Purelink: Faith (Peak Oil)
I had the pleasure of interviewing Purelink—the trio of Akeem Asani, Tommy Paslaski, and Ben Paulson—for Pitchfork not long ago. What struck me the most, over the course of our hour-and-change conversation, was the way their project resulted from a mixture of intention and accident. They gave the impression of having the idea of a sound in their heads, then encountering something very much like that sound out in the real world—in the music of people like Huerco S. and Ulla, for instance—and, finally, figuring out how to make their ideas a reality, and being surprised along the way. (The other big subtext of the conversation: the importance of community in giving shape to their sound.)

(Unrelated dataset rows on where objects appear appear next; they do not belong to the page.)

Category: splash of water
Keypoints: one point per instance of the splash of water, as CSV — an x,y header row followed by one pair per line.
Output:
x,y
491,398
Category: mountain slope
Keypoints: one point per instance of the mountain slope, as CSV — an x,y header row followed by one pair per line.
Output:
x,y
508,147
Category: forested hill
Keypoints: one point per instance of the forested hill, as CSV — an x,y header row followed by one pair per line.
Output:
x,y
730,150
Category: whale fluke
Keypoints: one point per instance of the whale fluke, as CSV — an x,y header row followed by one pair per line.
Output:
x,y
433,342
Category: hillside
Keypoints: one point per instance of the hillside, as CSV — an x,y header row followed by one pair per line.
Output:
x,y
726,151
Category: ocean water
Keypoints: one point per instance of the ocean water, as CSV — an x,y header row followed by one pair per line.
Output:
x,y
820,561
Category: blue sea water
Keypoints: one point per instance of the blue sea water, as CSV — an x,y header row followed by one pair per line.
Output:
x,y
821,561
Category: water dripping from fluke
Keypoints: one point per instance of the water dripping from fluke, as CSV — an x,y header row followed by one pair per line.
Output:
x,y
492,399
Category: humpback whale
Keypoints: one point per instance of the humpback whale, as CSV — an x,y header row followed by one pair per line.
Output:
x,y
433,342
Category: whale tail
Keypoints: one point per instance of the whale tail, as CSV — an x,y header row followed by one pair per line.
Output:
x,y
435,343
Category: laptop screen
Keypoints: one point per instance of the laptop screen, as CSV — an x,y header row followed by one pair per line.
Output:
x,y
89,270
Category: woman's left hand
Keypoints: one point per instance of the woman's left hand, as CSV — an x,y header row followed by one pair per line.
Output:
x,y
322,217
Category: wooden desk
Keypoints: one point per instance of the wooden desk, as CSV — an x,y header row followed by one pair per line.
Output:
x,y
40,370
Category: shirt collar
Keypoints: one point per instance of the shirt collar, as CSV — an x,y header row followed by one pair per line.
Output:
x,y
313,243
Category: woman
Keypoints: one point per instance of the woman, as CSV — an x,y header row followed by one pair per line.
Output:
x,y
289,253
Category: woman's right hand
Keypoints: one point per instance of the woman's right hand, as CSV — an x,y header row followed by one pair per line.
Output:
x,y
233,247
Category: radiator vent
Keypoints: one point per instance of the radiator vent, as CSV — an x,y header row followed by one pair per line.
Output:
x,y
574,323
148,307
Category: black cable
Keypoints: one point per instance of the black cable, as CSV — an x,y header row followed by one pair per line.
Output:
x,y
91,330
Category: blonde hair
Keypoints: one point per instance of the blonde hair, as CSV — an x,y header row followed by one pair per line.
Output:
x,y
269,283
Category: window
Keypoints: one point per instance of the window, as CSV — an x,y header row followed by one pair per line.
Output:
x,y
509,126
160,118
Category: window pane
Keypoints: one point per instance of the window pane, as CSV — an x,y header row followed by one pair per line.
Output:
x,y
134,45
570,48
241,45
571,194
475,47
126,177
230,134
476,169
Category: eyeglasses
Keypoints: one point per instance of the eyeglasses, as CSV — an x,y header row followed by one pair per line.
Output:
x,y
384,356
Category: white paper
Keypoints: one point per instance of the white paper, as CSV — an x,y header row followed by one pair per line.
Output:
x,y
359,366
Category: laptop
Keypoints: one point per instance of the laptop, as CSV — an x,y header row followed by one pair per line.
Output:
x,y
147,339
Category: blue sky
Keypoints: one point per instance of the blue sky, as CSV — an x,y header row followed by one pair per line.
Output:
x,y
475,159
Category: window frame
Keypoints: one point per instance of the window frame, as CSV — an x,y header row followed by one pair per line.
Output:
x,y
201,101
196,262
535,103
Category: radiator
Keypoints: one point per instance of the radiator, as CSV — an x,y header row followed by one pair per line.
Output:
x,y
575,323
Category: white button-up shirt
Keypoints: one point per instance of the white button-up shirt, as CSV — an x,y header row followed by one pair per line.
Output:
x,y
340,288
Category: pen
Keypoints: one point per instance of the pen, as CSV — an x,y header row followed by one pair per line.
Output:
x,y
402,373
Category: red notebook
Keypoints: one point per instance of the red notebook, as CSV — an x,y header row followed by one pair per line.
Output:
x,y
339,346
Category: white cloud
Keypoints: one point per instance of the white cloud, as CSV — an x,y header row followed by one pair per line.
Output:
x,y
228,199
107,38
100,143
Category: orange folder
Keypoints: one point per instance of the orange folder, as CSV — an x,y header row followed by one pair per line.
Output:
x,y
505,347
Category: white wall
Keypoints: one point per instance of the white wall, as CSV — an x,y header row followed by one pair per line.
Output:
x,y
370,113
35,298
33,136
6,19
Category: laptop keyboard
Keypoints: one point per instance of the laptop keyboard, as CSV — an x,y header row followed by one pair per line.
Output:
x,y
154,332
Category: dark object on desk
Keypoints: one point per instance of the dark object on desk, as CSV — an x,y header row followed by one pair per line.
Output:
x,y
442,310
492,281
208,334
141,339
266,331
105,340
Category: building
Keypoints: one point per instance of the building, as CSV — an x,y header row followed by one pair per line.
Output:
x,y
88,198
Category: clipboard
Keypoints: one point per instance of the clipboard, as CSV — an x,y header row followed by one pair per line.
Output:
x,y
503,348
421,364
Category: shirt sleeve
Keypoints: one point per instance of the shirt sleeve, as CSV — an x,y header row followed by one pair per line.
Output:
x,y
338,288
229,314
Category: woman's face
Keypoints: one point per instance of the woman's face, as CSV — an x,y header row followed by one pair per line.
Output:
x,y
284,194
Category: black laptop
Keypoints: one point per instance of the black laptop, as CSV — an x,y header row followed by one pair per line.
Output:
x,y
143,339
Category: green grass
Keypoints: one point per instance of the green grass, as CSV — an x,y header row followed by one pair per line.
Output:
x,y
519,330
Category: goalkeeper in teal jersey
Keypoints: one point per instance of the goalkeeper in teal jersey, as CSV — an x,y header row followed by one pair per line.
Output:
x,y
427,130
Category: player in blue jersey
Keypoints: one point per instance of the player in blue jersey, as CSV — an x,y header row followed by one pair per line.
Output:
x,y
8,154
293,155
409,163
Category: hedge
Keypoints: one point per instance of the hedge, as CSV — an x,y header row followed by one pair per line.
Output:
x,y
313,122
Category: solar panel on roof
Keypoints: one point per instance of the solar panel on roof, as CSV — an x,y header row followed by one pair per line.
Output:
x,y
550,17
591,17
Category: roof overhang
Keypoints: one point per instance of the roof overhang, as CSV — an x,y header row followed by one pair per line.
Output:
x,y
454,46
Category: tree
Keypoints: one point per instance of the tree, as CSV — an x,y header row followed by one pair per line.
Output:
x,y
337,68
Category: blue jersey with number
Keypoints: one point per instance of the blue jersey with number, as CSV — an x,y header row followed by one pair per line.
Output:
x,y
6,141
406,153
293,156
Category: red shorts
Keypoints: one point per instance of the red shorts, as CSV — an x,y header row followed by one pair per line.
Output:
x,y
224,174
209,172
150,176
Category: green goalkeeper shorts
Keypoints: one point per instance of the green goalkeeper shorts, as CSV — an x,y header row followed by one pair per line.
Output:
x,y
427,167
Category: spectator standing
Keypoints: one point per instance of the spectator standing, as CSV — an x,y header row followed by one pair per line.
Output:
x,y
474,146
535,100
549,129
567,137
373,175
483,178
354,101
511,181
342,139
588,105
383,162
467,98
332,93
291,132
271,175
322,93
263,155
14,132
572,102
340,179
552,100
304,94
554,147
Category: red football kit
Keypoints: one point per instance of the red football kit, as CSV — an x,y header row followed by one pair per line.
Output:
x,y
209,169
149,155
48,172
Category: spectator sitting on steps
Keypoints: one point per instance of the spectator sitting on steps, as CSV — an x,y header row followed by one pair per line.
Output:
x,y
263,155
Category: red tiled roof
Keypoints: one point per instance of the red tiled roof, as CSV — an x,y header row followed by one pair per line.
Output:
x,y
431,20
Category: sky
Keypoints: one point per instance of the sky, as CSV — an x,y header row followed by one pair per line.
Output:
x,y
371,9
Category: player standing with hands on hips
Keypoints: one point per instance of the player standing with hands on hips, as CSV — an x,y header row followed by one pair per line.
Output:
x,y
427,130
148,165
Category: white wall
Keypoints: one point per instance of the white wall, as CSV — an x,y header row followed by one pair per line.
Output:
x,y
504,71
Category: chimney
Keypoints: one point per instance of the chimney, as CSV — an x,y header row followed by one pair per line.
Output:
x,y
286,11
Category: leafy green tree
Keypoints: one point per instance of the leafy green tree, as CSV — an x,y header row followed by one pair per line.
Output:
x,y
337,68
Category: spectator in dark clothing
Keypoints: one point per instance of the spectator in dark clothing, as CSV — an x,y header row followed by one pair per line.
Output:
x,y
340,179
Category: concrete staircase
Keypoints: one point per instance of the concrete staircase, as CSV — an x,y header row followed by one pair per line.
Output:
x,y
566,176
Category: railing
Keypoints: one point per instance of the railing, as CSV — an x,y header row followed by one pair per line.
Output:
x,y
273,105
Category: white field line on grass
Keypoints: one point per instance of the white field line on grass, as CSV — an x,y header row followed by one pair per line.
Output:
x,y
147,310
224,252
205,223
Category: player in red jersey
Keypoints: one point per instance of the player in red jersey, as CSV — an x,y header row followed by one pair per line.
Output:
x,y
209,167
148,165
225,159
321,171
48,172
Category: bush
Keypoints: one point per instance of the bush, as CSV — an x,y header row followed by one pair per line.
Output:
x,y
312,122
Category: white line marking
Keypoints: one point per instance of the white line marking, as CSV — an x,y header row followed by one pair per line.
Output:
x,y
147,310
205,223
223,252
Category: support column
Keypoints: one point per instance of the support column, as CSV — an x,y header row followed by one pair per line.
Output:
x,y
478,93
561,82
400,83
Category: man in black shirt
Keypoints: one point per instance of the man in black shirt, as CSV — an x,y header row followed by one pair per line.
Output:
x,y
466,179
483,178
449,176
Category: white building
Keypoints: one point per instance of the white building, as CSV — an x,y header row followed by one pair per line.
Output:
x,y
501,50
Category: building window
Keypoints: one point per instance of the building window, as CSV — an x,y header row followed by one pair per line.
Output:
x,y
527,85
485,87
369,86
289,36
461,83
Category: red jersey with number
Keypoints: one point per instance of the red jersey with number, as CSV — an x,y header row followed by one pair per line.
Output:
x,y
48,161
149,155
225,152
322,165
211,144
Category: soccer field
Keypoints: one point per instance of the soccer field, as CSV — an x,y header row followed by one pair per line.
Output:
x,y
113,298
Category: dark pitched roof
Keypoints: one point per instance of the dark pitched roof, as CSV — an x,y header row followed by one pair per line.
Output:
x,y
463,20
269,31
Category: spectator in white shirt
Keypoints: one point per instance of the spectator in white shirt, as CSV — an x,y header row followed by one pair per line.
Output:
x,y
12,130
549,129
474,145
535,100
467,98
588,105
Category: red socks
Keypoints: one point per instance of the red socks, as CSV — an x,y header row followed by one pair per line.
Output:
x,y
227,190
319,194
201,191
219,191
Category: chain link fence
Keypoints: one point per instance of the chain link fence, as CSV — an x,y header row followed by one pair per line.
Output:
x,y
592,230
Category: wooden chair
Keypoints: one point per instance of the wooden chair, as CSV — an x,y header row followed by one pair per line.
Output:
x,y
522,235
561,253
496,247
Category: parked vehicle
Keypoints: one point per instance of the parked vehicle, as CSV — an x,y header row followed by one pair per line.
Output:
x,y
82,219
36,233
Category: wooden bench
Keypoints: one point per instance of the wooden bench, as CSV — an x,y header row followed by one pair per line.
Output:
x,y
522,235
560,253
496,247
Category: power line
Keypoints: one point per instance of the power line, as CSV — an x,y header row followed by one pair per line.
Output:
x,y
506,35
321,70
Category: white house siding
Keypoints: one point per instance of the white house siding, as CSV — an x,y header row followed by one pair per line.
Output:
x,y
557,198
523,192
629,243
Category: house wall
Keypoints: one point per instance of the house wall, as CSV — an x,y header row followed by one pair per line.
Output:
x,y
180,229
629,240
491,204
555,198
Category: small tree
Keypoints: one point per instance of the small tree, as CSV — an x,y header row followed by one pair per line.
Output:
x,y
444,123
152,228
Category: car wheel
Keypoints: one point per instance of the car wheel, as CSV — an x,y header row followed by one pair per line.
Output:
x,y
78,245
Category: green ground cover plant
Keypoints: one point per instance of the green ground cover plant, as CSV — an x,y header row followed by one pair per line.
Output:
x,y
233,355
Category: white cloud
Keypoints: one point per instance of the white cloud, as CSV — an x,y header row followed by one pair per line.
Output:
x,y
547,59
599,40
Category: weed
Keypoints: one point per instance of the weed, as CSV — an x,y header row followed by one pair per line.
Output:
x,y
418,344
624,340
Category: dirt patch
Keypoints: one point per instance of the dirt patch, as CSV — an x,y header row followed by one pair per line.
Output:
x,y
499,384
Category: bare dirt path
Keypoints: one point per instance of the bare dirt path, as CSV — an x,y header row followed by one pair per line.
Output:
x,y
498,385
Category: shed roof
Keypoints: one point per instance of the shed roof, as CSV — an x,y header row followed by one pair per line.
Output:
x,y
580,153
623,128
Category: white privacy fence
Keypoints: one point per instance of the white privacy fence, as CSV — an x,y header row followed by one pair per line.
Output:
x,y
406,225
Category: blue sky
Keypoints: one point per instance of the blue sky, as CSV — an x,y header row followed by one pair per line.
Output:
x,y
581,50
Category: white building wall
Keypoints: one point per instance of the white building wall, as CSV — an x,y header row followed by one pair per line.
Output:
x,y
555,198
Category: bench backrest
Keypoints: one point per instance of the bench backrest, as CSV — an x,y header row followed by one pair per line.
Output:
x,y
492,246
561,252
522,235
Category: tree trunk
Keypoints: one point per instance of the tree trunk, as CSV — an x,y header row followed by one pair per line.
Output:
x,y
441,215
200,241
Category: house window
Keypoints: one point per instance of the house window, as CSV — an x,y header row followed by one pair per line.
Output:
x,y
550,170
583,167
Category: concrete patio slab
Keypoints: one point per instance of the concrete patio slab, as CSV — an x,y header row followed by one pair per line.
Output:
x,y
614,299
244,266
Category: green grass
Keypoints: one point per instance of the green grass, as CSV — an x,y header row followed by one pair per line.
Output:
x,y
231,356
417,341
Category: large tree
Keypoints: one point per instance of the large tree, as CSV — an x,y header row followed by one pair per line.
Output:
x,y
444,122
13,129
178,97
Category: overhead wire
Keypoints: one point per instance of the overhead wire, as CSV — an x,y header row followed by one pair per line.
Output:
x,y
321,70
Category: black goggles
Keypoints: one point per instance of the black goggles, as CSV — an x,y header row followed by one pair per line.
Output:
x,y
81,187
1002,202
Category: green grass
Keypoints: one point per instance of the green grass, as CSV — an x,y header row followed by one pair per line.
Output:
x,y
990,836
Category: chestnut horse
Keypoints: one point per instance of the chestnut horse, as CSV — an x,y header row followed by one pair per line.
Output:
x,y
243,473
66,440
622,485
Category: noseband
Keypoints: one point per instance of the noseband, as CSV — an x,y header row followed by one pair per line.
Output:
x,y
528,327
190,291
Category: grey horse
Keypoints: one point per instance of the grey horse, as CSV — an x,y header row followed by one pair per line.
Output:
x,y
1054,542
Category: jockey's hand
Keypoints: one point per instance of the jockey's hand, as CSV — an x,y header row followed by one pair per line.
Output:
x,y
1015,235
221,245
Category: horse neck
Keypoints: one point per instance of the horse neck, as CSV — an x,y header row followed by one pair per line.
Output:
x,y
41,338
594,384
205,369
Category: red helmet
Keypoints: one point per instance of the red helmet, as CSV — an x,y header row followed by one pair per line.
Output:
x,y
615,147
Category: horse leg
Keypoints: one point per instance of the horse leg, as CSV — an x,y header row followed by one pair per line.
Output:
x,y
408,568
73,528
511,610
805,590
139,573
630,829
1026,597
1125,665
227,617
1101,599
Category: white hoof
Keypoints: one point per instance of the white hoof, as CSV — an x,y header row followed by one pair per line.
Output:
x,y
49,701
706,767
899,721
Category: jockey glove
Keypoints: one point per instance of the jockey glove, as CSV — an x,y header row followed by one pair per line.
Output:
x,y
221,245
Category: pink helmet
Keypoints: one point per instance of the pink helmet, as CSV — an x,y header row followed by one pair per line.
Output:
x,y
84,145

Faith very much sounds like the work of artists in exploratory mode; they’ve started from the shirred ambient dub of their Peak Oil debut and plunged further into the swirl. It’s a profoundly low-key record on the surface, where not a lot seemingly happens, but the more deeply you listen, the more small, shimmery details float to the surface, like the tendrils of guitar in “Rookie” or the woozy triplet rhythms of “Kite Scene.” The whole album is more pulse-driven than I initially realized, in fact; it’s just that the drums (particularly on “Yoke” and “Circle of Dust”) are so deeply submerged as to pass almost undetected unless you’re listening for them. But that’s where the secret to a lot of this stuff lies, despite its seductive textural appeal and slightly soporphic tonal range—just listen to the way the dub delay pulls away from the pulse on “Circle of Dust,” and little offbeat accents flicker across the stereo field before vanishing into the ether. You’re never quite sure what you’re hearing. In this, they’re masterful illusionists.
Ehua: Panta Rei (3024)
London-based Italian musician Ehua’s debut album has the small hours written all over it. She works with a mix of styles—house, broken techno, drum & bass, trip-hop—and most tracks feel like hybrids of at least two of them. Case in point: “Amarena,” a slinky fusion of downtempo and dnb that reminds me of classic Lamb. It’s the distinctive palette that holds it all together: dry, woody drums; sublow bass balanced by the occasional acoustic-bass highlights; woozy, watery synths to fill in the empty spaces; and, above all, Ehua’s voice, a downcast murmur that she double-tracks (and occasionally backmasks) and spreads across the stereo spectrum, lending the whole record its soulful character. There are a couple of proper bangers here, like the fleet, rolling techno of “Aria,” but mostly Panta Rei sounds to me like a late-night soundtrack for coming home and staying up.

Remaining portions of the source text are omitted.